In the past week, HUB Oakland (a planned “campus for changemakers” that will include offices for startups and nonprofits, an open coworking space, entrepreneurship education, and daily yoga and meditation classes) has raised more than a third of its $100,000 crowdfunding goal on Kickstarter. (www.ComeAliveWith.Us) The funds will support the buildout of a 16,000 square foot permanent space in Uptown.
While construction takes place over the next six months, HUB Oakland has set up a temporary “pop-up” headquarters Downtown at the former site of Far East National Bank, where coworking will begin next month and events. Atop four marble teller counters are laptops connected to Kickstarter, where members of the community can pledge their support for the campaign.
“It used to be that if you wanted to get funding for a big idea, you needed to go through a big financial gatekeeper like a bank,” said Lisa Chacon, co-founder of HUB Oakland. “But now crowdfunding lets us easily fund each others’ projects. We can’t say we planned it this way, but it’s poetic justice that these contributions are taking place inside the shell of a former bank.”

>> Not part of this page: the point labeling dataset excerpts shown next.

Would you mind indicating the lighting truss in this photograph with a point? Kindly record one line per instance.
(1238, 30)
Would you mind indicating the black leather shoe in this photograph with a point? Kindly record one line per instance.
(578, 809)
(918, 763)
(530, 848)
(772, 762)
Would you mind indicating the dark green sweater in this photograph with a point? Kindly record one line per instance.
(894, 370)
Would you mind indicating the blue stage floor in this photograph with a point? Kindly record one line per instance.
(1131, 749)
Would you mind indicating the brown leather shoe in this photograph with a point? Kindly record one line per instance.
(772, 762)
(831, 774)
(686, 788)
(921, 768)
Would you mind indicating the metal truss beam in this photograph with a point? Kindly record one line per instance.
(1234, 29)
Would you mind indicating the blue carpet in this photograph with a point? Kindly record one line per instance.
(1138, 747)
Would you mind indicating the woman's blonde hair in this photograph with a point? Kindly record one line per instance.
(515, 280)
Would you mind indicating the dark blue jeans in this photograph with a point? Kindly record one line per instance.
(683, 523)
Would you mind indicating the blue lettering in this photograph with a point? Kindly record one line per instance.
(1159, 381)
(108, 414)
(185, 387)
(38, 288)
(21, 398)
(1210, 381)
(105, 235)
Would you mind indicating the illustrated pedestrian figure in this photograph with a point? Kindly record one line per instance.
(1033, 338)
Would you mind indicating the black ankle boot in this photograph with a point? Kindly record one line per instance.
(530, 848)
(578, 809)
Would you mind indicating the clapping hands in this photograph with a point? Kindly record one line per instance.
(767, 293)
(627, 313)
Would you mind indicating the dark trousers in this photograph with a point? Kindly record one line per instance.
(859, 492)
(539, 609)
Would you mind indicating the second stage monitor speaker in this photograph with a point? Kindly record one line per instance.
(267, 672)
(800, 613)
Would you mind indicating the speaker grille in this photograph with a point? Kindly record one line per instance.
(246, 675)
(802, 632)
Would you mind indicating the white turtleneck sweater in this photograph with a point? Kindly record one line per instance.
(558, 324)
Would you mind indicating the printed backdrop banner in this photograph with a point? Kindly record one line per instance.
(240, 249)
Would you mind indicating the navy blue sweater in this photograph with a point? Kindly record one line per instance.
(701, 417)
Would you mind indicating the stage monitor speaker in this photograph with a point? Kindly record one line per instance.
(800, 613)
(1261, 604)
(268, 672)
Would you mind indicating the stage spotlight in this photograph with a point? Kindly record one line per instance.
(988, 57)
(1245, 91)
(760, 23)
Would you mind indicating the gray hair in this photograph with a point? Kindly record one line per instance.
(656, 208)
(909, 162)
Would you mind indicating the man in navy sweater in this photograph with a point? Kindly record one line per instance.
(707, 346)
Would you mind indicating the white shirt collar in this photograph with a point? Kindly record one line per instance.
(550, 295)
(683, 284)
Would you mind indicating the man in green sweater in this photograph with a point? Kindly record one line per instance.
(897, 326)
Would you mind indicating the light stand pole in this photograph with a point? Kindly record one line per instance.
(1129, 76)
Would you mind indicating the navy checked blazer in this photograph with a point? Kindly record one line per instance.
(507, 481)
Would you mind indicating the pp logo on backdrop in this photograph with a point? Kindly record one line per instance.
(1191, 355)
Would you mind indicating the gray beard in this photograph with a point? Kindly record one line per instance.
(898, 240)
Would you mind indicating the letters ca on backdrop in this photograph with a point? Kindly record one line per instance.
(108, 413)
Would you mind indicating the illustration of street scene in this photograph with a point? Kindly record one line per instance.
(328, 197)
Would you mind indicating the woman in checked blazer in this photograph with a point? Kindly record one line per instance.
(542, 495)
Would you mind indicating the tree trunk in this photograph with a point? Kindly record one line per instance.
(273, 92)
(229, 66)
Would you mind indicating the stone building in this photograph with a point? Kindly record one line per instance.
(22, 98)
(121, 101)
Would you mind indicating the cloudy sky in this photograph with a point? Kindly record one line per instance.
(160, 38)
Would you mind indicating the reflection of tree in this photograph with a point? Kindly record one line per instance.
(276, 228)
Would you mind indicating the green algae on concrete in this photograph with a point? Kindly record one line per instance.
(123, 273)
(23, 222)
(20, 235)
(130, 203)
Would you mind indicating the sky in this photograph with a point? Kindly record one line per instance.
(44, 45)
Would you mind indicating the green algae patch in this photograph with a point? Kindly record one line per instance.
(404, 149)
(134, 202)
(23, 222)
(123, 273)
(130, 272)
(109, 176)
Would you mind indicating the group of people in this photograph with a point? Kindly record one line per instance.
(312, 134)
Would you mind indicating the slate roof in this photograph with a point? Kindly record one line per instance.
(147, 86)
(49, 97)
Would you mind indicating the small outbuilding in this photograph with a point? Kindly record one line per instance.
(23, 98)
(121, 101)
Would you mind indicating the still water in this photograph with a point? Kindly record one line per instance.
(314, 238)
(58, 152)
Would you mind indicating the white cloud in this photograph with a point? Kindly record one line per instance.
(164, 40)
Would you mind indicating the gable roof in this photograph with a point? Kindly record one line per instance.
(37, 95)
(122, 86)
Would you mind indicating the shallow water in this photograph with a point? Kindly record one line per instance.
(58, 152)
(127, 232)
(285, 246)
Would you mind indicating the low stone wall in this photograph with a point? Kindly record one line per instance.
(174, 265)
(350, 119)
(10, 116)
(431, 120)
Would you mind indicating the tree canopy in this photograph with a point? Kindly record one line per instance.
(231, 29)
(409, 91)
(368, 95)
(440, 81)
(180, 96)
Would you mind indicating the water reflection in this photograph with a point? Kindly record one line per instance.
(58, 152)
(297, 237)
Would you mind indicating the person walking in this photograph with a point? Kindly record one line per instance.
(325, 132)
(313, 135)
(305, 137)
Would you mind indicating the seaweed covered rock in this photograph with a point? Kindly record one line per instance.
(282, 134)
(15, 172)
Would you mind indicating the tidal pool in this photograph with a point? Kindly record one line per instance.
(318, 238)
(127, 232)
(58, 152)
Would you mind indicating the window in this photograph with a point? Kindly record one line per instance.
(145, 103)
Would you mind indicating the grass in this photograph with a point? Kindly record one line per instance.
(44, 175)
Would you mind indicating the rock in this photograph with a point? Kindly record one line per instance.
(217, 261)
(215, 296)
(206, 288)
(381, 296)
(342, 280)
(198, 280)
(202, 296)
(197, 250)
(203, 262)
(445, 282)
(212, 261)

HUB Oakland is the latest in a global network of 50+ independently-owned HUBs, which serve more than 6,000 innovators, artists, social entrepreneurs, and activists working to solve social and environmental challenges.
In addition to becoming Founding Members of HUB Oakland, Kickstarter backers can also sponsor memberships for low-income people. “It’s no secret that the Bay Area startup world lacks diversity and equal access to opportunity,” said Konda Mason, another co-founder. “While venture-funded startups spend huge amounts of money on lavish parties, many people with talent and big ideas can’t afford to pay rent. This Kickstarter campaign allows us to level the playing field a bit, by letting wealthier individuals pay-it-forward and gift educational opportunities and office space to those who can’t afford it.”

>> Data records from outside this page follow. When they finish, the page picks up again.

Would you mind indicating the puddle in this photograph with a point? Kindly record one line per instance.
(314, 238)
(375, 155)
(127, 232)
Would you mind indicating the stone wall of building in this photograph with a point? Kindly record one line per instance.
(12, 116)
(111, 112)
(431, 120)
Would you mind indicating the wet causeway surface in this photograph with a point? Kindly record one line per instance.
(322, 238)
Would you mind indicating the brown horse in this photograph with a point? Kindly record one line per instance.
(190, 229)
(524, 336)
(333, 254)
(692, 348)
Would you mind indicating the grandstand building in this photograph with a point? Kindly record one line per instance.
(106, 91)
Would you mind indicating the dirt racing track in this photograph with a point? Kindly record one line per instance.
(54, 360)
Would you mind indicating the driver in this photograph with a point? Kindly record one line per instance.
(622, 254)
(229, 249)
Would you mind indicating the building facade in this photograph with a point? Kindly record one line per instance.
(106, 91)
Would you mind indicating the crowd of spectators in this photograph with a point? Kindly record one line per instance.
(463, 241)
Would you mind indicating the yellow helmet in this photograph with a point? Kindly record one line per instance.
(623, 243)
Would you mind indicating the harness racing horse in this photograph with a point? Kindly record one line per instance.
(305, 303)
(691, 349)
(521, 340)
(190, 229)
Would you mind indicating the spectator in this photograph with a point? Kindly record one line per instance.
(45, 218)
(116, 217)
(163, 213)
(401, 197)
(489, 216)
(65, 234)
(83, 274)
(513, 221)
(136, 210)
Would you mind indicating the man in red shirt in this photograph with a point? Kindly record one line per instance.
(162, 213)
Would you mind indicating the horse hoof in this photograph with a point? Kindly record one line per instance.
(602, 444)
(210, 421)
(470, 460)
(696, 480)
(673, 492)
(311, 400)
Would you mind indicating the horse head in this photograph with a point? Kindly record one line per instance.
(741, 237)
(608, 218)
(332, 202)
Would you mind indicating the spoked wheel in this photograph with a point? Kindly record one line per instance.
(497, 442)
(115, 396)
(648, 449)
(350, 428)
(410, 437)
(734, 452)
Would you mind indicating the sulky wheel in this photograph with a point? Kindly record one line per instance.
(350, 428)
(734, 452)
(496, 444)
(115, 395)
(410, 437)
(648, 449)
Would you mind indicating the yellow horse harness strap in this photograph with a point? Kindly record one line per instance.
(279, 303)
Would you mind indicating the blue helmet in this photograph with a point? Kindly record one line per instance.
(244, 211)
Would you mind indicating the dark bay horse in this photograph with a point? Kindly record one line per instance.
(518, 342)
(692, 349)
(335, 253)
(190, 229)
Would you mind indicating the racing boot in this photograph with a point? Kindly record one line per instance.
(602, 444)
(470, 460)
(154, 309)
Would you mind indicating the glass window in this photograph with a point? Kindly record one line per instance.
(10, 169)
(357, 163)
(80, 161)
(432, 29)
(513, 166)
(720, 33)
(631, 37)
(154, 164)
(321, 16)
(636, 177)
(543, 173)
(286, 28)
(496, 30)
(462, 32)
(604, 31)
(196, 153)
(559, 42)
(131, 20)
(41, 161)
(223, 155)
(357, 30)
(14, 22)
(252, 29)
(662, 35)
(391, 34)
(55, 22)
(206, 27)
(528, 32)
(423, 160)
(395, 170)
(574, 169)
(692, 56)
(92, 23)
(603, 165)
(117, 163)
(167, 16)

Additionally, HUB Oakland has also partnered with local organizations Youth SEED (Youth Social Entrepreneurship for Equitable Development), United Roots Oakland, and Black Girls Code to ensure that young people growing up in Bay Area have access to entrepreneurial mentorship and STEAM (science, technology, engineering, arts, mathematics) education that isn’t readily accessible in the public school system.
HUB Oakland’s temporary space is in partnership with Popuphood, a small business incubator revitalizing neighborhoods block by block, by putting vacant real estate into the hands of local entrepreneurs.